Más allá de las contradicciones, el problema es que el rechazo a ellas tiene consecuencias indeseables para el resto de la sociedad.”
Aunque las vacunas son el adelanto en salud pública más segura y significativa de la historia, solo superado por la disponibilidad de agua potable, en los últimos años se ha fortalecido un extraño movimiento antivacunas que promueve ideas que han sido desmentidas científicamente, como que las vacunas producen autismo. Algunos ‘antivacunas’ las rechazan porque no son ‘naturales’ y ellos prefieren un estilo de vida más ecológico y pastoril. Pero la luz eléctrica y los celulares, por mencionar solo dos cosas, tampoco son naturales, y no veo a esas personas prescindiendo de esas innovaciones. Más allá de las contradicciones, el problema es que el rechazo a las vacunas tiene consecuencias indeseables para el resto de la sociedad, que preferiría renunciar al privilegio naturista de contraer enfermedades infecciosas. Cada individuo que promueve la antivacunación pone en riesgo al resto de la comunidad, en especial, si los tiene, a sus propios hijos.

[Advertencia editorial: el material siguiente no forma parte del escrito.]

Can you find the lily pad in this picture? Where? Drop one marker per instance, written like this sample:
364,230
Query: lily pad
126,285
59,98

Yo, por mi parte, no veo la hora de recibir el pinchazo de adenovirus de chimpancé o de ‘ARN mensajero’ –dos de las tecnologías más prometedoras contra el covid– que le enseñe a mi cuerpo a reconocer el novel coronavirus y deshacerse de él. No sería la primera vez: ya mi cuerpo aprendió, hace muchos años, a reconocer a otros intrusos, como el sarampión, la rubeola y la fiebre amarilla. Tal vez lo que las vacunas necesitan para tranquilizar a los recelosos es un cambio de imagen, un rebranding, como dirían los mercadólogos. En vez de pensar en ellas como fármacos, podríamos describirlas como una forma de educación: lo que hacen, al fin y al cabo, es enseñarle al cuerpo nuevos trucos. No nos contaminan, sino que nos educan. Y sin educación, como suele decirse, no hay futuro.